Avevo capito chiaramente alcune cose, le mie cartucce andavano benone, infatti le tortore centrate erano cadute tutte, fulminate e senza o con poco sangue al becco, molto pulite. Quel piccolo fuciletto, di cui mi stavo innamorando, mostrava di avere una ottima micidialità, ma anche di richiedere precisione assoluta nel puntamento, non perdonava infatti gli errori, anche minimi.
Era ormai giunta l’ora dell’imbrunire, le tortore erano rientrate, Vitori quelle abbattute su mia insistenza le aveva portate a casa, sapevo che le avrebbe fatte pelare dalla vecchia zia che era in famiglia; stavo decidendo di andarmene, ma volevo arrivare ad otto; e l’ottava arrivò, non velocissima e a mezza altezza anche questa mi sfiancò sulla destra, la incannai portando la fucilata circa mezzo metro davanti alla mia tortora, che venne colpita con evidente spiumata ma non cadde. La seguii fino al limite della vista poi mi venne coperta dalla vigna e la perdetti.
Raccolsi la mia borsa genovese porta cartucce, contai i bossoli vuoti nella tascona posteriore della giacca da caccia, mi misi in spalla il tronchino aperto e mi avviai sulla carreggiata, tra vigna e frutteto, verso la casa colonica, quell’ultimo colpo mi aveva amareggiato.
Raggiunta la fine della carreggiata, scorsi Renzo, il padre di Vitori, arrivare seguendo l’argine del fosso di irrigazione, sapevo che c’era, perchè lo avevo sentito da lontano, parlare col loro vicino, avvicinandosi mi guardò e mi mostrò la tortora che teneva in mano, era morta e senza sangue; mi disse che gli era caduta quasi davanti ai piedi, … ne fui intimamente felice, otto tortore in volo, su dieci colpi, la media era superlativa.

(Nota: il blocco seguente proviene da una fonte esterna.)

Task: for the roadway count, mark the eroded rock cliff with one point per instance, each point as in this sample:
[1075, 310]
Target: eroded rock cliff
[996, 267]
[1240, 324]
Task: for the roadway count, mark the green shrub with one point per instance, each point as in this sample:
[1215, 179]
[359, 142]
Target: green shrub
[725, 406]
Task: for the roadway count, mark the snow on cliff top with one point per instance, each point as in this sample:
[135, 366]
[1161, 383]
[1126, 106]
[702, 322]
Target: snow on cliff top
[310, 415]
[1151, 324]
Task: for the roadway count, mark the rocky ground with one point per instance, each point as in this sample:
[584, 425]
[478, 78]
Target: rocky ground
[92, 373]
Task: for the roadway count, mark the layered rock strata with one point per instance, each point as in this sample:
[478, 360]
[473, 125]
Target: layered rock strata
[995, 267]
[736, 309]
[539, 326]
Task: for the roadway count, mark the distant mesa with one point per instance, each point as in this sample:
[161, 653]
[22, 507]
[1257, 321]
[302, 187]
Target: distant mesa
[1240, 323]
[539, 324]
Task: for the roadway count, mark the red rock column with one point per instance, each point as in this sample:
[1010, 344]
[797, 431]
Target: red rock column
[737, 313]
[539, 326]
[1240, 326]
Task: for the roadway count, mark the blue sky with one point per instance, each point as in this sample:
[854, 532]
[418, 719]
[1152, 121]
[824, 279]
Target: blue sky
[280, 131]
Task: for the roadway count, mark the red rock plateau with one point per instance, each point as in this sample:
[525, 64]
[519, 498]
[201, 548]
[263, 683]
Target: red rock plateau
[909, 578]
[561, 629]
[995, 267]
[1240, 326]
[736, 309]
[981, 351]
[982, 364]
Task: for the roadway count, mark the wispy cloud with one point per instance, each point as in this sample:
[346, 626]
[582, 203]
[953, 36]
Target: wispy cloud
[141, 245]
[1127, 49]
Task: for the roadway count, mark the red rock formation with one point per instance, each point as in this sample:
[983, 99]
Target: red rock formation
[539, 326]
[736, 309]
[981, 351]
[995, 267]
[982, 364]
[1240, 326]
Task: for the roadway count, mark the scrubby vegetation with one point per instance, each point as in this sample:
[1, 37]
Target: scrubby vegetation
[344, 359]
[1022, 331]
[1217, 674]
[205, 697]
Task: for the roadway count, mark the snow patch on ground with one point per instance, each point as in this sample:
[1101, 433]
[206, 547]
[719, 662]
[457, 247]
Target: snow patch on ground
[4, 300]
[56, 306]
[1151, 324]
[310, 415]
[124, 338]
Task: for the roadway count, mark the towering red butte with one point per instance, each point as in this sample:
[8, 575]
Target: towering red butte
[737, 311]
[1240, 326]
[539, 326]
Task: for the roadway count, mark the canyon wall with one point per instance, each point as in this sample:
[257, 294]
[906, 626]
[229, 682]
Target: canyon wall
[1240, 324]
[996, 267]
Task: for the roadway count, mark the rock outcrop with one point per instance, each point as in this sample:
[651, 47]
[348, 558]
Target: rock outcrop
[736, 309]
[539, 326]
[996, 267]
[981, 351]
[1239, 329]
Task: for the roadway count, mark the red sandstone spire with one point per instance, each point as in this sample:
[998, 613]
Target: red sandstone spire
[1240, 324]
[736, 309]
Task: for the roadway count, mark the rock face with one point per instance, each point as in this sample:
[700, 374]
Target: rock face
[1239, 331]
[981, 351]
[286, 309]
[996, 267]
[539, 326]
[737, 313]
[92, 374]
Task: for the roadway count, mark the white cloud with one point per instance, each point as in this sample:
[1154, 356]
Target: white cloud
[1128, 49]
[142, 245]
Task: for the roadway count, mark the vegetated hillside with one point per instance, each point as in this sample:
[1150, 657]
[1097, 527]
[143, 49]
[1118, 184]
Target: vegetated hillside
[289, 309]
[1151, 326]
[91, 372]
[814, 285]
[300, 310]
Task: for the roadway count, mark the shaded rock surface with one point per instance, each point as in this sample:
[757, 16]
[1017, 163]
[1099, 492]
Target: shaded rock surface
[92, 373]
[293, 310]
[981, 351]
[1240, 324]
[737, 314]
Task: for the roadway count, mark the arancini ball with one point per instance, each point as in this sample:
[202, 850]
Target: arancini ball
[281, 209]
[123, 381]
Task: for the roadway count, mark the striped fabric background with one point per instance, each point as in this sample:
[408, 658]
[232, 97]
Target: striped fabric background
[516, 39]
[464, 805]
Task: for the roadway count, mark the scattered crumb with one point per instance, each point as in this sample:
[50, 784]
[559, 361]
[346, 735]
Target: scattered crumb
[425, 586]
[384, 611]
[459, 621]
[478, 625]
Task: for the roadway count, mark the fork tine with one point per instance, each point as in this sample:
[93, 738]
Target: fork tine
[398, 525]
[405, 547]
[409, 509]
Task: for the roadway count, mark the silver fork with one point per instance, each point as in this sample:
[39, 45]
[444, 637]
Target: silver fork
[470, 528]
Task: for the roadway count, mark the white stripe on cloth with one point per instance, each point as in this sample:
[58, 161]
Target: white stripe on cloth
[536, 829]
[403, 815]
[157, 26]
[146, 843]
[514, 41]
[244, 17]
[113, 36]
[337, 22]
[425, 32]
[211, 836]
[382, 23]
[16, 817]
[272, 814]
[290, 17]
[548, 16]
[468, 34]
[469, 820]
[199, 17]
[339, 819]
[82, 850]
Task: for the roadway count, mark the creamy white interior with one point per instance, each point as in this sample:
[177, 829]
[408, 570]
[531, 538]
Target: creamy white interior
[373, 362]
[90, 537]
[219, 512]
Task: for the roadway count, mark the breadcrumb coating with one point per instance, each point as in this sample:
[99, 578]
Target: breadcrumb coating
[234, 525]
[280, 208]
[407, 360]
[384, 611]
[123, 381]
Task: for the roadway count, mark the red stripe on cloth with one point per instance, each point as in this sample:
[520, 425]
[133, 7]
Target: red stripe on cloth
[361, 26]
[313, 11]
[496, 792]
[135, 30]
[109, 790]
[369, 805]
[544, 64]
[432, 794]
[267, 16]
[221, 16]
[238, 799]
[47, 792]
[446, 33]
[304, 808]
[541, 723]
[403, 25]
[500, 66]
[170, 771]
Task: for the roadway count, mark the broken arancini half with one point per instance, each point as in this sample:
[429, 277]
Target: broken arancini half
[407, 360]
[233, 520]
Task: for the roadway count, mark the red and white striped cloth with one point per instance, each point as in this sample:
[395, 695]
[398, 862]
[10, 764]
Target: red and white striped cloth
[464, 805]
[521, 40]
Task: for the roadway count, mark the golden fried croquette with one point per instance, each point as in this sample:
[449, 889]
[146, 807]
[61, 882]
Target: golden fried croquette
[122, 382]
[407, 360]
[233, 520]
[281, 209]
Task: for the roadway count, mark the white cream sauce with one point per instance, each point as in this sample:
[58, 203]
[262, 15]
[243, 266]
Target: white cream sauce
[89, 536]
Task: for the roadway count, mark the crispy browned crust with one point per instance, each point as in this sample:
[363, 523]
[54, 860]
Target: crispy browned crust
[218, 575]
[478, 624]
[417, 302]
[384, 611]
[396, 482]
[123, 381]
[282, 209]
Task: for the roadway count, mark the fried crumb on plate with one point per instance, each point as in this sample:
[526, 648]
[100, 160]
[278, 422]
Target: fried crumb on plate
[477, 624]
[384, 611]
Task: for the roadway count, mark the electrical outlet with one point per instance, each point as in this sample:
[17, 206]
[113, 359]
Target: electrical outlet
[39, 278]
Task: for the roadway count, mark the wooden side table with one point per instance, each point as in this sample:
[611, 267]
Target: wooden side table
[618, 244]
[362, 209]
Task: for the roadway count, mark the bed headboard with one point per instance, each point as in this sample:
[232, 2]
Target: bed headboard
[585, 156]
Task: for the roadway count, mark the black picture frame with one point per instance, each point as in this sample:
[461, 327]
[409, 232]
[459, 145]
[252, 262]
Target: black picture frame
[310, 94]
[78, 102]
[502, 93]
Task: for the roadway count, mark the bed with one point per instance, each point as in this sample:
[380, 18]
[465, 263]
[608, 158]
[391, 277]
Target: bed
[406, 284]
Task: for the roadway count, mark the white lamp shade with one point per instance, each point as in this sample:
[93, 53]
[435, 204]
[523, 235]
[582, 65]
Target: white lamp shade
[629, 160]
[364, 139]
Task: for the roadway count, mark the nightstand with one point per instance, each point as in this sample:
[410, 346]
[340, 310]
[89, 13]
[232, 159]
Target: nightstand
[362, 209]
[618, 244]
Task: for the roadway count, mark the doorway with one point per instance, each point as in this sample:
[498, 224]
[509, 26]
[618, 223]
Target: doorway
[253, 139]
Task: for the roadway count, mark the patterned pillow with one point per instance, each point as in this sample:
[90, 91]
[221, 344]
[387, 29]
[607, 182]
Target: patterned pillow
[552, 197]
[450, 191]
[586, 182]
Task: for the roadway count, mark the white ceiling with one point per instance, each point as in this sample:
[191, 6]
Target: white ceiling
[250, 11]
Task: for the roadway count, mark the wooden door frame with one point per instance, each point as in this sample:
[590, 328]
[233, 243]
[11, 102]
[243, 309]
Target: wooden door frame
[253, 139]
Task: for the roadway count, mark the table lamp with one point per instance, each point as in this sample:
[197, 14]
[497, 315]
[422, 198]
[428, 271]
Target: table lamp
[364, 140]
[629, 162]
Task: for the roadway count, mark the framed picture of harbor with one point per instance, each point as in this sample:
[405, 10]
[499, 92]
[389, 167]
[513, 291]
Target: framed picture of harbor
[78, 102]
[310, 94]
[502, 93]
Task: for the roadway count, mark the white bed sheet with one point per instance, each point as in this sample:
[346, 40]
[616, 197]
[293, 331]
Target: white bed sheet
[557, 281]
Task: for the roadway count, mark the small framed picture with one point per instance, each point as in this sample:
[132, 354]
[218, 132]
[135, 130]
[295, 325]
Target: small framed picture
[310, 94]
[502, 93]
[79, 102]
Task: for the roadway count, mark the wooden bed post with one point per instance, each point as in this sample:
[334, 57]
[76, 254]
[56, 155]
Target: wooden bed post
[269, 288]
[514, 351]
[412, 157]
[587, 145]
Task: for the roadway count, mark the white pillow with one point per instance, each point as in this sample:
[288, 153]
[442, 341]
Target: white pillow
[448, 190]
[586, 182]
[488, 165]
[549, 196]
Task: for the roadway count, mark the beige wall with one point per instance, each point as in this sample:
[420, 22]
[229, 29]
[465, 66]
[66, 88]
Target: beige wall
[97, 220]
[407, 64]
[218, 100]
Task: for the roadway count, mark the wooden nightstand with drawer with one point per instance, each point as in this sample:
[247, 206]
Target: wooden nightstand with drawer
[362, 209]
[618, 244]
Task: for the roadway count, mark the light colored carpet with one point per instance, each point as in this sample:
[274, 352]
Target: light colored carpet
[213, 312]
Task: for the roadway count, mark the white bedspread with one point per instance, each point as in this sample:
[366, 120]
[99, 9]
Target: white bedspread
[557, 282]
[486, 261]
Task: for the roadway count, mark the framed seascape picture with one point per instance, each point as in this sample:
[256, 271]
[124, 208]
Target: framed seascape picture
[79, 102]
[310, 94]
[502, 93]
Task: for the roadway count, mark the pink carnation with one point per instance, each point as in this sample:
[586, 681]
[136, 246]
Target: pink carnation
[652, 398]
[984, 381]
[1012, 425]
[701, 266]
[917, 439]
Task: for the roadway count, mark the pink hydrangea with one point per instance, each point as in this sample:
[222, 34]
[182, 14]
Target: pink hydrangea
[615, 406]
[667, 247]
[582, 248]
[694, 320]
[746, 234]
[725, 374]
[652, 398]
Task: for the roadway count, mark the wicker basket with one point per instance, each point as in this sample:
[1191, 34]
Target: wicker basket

La prova del calibro 36 era stata avvincente e galvanizzante ed io da quel momento seppi che avrei destinato una parte importante della mia passione ai piccoli calibri, quelle cartucce sottili e intriganti che il mio caro amico Gianfranco, scomparso ancora giovanissimo, mi aveva regalato facendo iniziare tutto questo, proprio nell'anno dei nostri vent’anni, ricordo granitico e indimenticabile del mio grande amico di scuola e di vita e della mia passione per la caccia e per le cose difficili, ma appaganti.